Keinen Opa, einen Verbitterten hattest du. Der trank und trank und trank sich lebensmatt. Wenn er doch bloß Schach oder die Partei oder uns so geliebt hätte wie seine Züge und dann seinen Fluss, am meisten seinen Weinbrand! Wenn er doch bloß auf uns gehört hätte und nicht auf die tiefe, unergründliche Drina!

Am Abend der Nacht, in der er starb, ritzte dein Gehetzter Buchstaben ins Ufer. Drei Liter Wein hatte er getrunken, ein abgeschlagener Flaschenhals war sein Stift, er schrieb dem Fluss einen langen Brief. Wir zogen ihn an den Füßen aus dem Schlamm, er winselte und schrie in den Fluss: wie soll ich dich, wie soll ich allein etwas so Großes retten?

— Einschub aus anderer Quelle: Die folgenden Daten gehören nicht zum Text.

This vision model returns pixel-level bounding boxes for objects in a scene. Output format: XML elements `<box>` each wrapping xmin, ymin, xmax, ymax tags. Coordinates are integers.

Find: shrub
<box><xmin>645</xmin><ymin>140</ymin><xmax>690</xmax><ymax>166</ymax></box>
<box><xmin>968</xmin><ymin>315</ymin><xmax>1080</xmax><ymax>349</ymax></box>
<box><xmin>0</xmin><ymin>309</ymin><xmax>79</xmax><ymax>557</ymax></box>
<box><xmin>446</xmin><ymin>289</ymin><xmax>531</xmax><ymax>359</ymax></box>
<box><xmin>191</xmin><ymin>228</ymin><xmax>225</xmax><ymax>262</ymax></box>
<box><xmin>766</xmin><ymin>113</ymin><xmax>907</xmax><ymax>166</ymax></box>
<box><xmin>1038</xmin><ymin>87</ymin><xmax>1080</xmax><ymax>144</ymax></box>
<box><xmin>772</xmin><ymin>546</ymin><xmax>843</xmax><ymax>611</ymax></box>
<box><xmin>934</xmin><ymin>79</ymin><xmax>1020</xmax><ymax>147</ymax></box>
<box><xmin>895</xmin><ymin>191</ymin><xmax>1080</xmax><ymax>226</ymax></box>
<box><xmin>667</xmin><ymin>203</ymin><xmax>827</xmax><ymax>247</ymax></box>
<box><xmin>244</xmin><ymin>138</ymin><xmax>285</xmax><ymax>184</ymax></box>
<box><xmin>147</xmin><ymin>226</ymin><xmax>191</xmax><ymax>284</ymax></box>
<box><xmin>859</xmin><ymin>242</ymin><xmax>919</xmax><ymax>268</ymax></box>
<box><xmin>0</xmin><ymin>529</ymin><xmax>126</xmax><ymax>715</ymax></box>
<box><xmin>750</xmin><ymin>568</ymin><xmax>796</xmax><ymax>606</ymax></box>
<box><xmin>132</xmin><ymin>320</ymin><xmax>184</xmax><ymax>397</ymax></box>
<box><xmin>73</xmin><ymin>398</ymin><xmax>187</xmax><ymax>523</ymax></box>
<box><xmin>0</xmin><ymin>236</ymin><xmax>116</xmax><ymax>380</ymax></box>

Dass etwas dermaßen Trauriges so stinken kann! Man hatte uns gerufen, als seine Schreie und seine Lieder unerträglich geworden waren. Auf den Armen trug Papa ihn nach Hause, legte ihn mitsamt der Kleidung in die Badewanne, wo sich dein Besoffener zweimal wütend übergab, alle Angler verfluchend, mögen sich eure Waffen gegen eure eigenen Münder wenden, weil ihr im Flussmagen mit den Haken so stochert, den Fischen – was für ein stummer Schmerz! – die Lippen zerreißt! Soll eure Haut, Verbrecher, abgezogen werden mit stumpfen Messern, hol euch die Tiefe, Boote, Drecksbenzin, alle Wehre, alle Turbinen, alle Bagger! Ein Fluss: nur Wasser und Leben und Kraft und nichts sonst!

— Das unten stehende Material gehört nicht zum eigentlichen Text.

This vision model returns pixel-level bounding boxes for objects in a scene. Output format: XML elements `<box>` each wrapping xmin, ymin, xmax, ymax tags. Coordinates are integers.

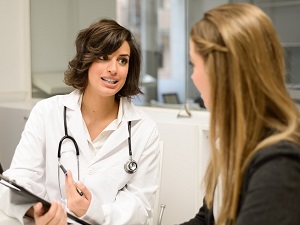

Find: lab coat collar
<box><xmin>63</xmin><ymin>90</ymin><xmax>141</xmax><ymax>121</ymax></box>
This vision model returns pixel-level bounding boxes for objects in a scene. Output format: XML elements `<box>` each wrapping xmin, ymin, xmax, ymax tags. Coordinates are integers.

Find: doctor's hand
<box><xmin>31</xmin><ymin>202</ymin><xmax>67</xmax><ymax>225</ymax></box>
<box><xmin>66</xmin><ymin>171</ymin><xmax>92</xmax><ymax>217</ymax></box>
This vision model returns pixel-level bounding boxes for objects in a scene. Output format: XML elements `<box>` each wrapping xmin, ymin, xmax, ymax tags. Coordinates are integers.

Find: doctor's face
<box><xmin>85</xmin><ymin>41</ymin><xmax>130</xmax><ymax>97</ymax></box>
<box><xmin>190</xmin><ymin>40</ymin><xmax>210</xmax><ymax>109</ymax></box>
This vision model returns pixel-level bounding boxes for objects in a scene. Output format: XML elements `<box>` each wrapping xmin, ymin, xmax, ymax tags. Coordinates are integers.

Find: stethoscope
<box><xmin>57</xmin><ymin>106</ymin><xmax>138</xmax><ymax>195</ymax></box>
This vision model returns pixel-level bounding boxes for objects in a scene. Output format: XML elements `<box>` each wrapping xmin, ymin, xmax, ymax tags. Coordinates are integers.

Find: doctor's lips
<box><xmin>58</xmin><ymin>162</ymin><xmax>83</xmax><ymax>196</ymax></box>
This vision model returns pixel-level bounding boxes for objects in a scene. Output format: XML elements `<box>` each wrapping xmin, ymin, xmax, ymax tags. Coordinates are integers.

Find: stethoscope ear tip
<box><xmin>124</xmin><ymin>160</ymin><xmax>138</xmax><ymax>174</ymax></box>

Um Mitternacht wusch ich ihm das Haar und den Schildkrötennacken, wusch ihn hinter den Ohren und unter den Achseln. Er küsste meine Hände und sagte, er wisse genau, wer ich sei. Trotz Tränen erkenne er, wessen Knöchel er streichele und erinnere alles: was für ein Kleinod die Liebe sei und was für ein Drecksack das Schicksal.

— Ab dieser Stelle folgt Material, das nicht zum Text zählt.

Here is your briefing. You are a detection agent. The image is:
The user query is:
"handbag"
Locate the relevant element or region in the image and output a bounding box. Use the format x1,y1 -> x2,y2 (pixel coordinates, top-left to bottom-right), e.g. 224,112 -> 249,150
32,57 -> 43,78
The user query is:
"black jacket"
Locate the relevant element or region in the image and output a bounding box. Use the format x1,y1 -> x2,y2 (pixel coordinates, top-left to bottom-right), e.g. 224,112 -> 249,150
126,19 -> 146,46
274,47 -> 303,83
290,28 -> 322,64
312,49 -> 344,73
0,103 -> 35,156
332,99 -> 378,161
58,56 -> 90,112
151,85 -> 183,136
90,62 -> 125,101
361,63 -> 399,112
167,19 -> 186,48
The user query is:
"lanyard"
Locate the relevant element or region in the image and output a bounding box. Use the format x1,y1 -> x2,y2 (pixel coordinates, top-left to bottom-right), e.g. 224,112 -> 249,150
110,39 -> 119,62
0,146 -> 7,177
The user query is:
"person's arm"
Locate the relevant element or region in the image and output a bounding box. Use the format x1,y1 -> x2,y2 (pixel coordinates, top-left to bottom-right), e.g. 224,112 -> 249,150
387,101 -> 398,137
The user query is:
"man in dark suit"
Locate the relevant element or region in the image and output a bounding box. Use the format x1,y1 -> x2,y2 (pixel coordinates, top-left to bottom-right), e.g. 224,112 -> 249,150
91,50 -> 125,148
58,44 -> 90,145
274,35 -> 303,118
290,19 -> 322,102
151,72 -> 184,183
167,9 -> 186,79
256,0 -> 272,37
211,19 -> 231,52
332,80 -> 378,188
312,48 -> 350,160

Ich bin deine Tochter, sagte ich drei Mal, und er gab mir in dieser, seiner letzten Nacht, drei Versprechen: saubere Kleidung, kein Alkohol, Leben. Er erfüllte nur eines. Seine Bahnwärtermütze fand man unter dem ersten Brückenbogen, man fand die Cognacflasche, ihn fand man nicht. Mit Heugabeln stocherten wir im Uferwasser der Drina nach ihm. Warum war er noch einmal losgezogen? Was gab es noch in dieser Mainacht zu lieben? Die Kaschemmen waren alle längst geschlossen, als ich ihn nach seinem Bad, nach seinen Versprechen zugedeckt hatte. Augerechnet ein Angler entdeckte den Körper flussabwärts im Schilf. Das Gesicht unter Wasser, die Füße am Ufer – seine geliebte Drina küsste ihn in den Tod, eine Trauung für deinen Traurigen, der nur ein Versprechen hielt –, er hatte sich fein gemacht für diese Hochzeit: er trug seine Uniform mit dem Eisenbahnerwappen. So viele Nächte hatte er den Tod gesucht, besaß bis dahin den Mut nicht, ihn zu finden, behielt den Kopf nie lang genug unter Wasser, damit ihm die Drina seine einzige und letzte Träne wurde.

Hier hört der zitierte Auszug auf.